O Regresso Estival ao Seixal, Madeira
Chegamos às férias do Verão. Marques, um desses seixaleiros com quem mantinha contacto, convida-me a regressar. Oferece-me estadia na casa da família. Aceito o convite de bom grado.
Filipe, um dos irmãos de Marques, na altura e como tantos madeirenses, ainda emigrado em Caracas, Venezuela, faz caça submarina no mar ao largo, por norma, diante do cais e das piscinas naturais.
Dia após dia, assim nos assegura peixe fresco que a mãe de ambos cozinha para as refeições, acompanhadas de batatas-doces e semilhas cozidas, colhidas da horta da casa.
Em vez dos Oitavos e das Lapinhas natalícias, são os arraiais de Verão do Seixal e das povoações vizinhas que justificam a festa e inevitáveis desvarios.
Em pleno Estio, essa diversão tem uma deliciosa extensão balnear.
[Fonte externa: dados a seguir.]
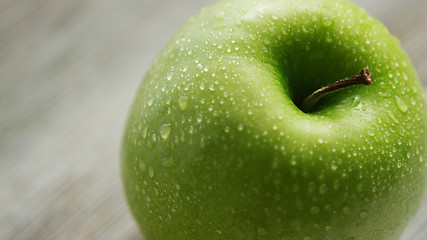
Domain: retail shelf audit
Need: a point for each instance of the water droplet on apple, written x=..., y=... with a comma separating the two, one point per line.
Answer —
x=227, y=129
x=142, y=166
x=183, y=102
x=293, y=160
x=323, y=188
x=403, y=107
x=356, y=102
x=144, y=133
x=220, y=16
x=328, y=38
x=326, y=22
x=218, y=26
x=199, y=118
x=151, y=172
x=165, y=130
x=168, y=161
x=346, y=210
x=150, y=102
x=169, y=76
x=314, y=210
x=262, y=231
x=334, y=166
x=359, y=187
x=391, y=115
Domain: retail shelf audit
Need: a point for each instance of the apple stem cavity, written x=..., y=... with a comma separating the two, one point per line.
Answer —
x=364, y=77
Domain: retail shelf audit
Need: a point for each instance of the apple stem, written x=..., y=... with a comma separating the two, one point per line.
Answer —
x=364, y=77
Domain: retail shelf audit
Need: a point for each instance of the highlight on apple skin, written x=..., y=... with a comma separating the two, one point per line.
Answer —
x=216, y=146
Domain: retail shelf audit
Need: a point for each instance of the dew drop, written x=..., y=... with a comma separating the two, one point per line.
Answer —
x=165, y=130
x=151, y=172
x=262, y=231
x=326, y=22
x=403, y=107
x=169, y=76
x=334, y=166
x=391, y=115
x=150, y=102
x=217, y=26
x=346, y=210
x=227, y=129
x=183, y=102
x=142, y=166
x=314, y=210
x=168, y=161
x=220, y=16
x=356, y=102
x=323, y=188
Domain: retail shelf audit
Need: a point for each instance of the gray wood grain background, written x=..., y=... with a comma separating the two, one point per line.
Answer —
x=68, y=73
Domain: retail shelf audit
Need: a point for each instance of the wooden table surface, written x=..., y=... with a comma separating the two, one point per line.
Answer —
x=68, y=73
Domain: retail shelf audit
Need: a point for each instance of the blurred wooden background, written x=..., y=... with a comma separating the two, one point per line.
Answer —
x=68, y=73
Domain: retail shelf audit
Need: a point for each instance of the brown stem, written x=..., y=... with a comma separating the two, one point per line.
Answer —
x=364, y=77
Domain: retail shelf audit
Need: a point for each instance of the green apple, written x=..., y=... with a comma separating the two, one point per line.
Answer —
x=217, y=146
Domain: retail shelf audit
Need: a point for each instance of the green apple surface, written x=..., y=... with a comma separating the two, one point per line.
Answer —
x=216, y=146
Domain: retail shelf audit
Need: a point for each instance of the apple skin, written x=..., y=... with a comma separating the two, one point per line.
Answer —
x=216, y=148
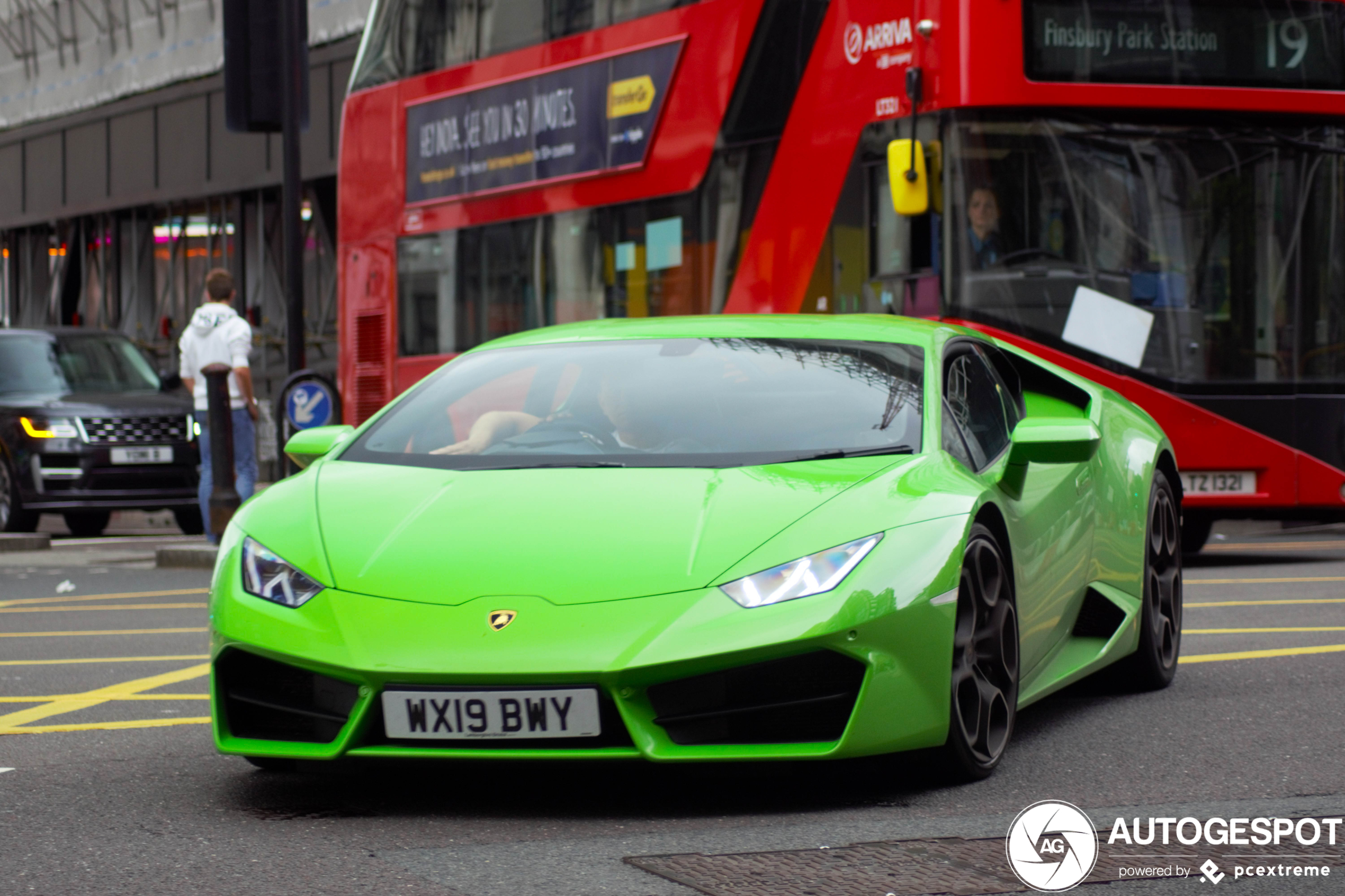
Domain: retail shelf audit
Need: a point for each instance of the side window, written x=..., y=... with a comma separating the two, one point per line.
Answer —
x=977, y=401
x=953, y=441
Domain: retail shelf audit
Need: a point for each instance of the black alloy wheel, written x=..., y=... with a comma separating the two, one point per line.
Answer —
x=985, y=660
x=86, y=524
x=1154, y=663
x=13, y=516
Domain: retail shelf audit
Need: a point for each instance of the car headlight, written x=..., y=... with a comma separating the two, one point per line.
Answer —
x=271, y=578
x=801, y=578
x=53, y=429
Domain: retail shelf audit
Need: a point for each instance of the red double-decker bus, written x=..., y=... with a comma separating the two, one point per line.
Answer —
x=1149, y=193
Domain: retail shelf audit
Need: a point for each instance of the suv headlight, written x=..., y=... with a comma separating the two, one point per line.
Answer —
x=54, y=429
x=271, y=578
x=814, y=574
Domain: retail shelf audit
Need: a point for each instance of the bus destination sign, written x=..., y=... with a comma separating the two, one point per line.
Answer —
x=581, y=120
x=1249, y=43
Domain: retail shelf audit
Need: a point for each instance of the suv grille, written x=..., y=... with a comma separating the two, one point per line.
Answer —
x=127, y=430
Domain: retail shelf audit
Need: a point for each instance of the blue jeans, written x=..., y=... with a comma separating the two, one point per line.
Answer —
x=245, y=463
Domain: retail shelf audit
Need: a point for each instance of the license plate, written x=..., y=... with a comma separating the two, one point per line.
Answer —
x=1219, y=483
x=479, y=715
x=141, y=456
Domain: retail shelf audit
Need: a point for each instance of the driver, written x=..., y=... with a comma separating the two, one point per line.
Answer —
x=633, y=406
x=984, y=228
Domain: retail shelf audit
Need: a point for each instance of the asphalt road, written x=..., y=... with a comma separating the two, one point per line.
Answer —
x=111, y=785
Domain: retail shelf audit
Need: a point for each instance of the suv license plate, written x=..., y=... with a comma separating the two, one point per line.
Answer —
x=1219, y=483
x=141, y=456
x=479, y=715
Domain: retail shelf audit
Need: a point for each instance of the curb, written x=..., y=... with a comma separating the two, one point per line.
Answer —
x=24, y=542
x=186, y=557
Nas piscinas naturais do Seixal. Ao largo do Cais. Na Poça do Mata Sete, baptizada com a verdade da tragédia, por mais pungente que tenha sido.
E, a pouca distância, mas nos antípodas da seriedade, ainda na Praia da Laje, a que os moradores passaram a chamar de Jamaica devido ao visual tropical das palmeiras há uns anos lá plantadas.
Malgrado o bem-disposto imaginário caribenho, a sua beira-mar não tem nem vestígios de areia branca ou coralífera.
Cobrem-na os grandes seixos basálticos que as vagas continuam a polir e que inspiram o brasão de armas da aldeia, na base de um seixo (árvore) complementar.
Por altura dessa evasão balnear, não existia sequer a praia de areia negra contígua ao porto e que, hoje, atrai, todos os anos, milhares de visitantes à povoação.
Quando nela me banho com vista para a paisagem grandiosa do leste do Norte, confirmo-a a melhor praia da ilha da Madeira.
Assim a classificaria mesmo que me considerasse isento.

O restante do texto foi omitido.